Surprised, Juliet glanced at him, only to find that he had risked a glance at her at the same time. She jerked her gaze sternly back to the children. ‘I haven’t done anything for Natalie,’ she said. ‘It’s the other way round, if anything. She’s such a happy, helpful little girl.’
‘She is now,’ said Cal, watching his daughter shrieking in the water. ‘It’s not that long since I had a battle to get her to school every morning. She wouldn’t talk to anyone or do anything.’
‘Really?’ Juliet’s eyes rested on Natalie as well. ‘It seems hard to believe, looking at her now. What was the matter?’
‘She was unhappy,’ he said simply. ‘I kept asking her if anything was wrong and she’d say no, and then one day I caught her in tears and everything came out.’ He stopped, remembering how guilty he had felt for not realising sooner how miserable his daughter had been.

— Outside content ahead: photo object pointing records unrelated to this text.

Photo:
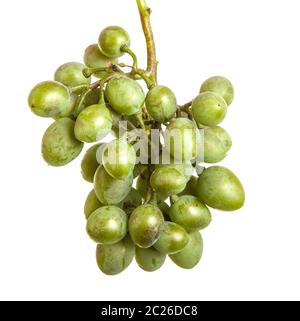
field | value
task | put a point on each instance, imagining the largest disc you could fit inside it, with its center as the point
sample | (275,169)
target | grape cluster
(139,209)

‘It was my fault,’ he went on slowly. ‘I should have realised how much she hated her school. She never fitted in, and children can be cruel sometimes to outsiders.’
‘Was she being bullied?’ asked Juliet in concern.
‘Oh, I don’t think it was as bad as that. She just never felt as if she belonged. I think she was homesick.’ Cal grimaced. ‘She was only five when we moved to Brisbane, but her whole life had been spent in the outback, and she didn’t adapt as I’d hoped she would. I didn’t adapt that well either,’ he admitted. ‘I missed the bush, but I pretended I didn’t to make it easier for Natalie. I could see that she wasn’t happy, but if I asked her what was wrong, she would always say everything was OK.’
Juliet risked another glance at him. ‘If Natalie was happy in the outback, why did you move?’
She thought for a moment that Cal wouldn’t answer, but he did. ‘Because it was what Sara would have wanted,’ he said. ‘I’d grown up on a station, but Sara was from Brisbane. She was the sister of one of my schoolfriends. I met her when she was sixteen, so we’d known each other for five years before we were married, and she’d been to visit plenty of times, but it was still hard for her when we were first married. Being a visitor is fine, but it’s different when you suddenly find yourself left alone all day, hundreds of miles from the nearest shop when you’re used to living in a city.’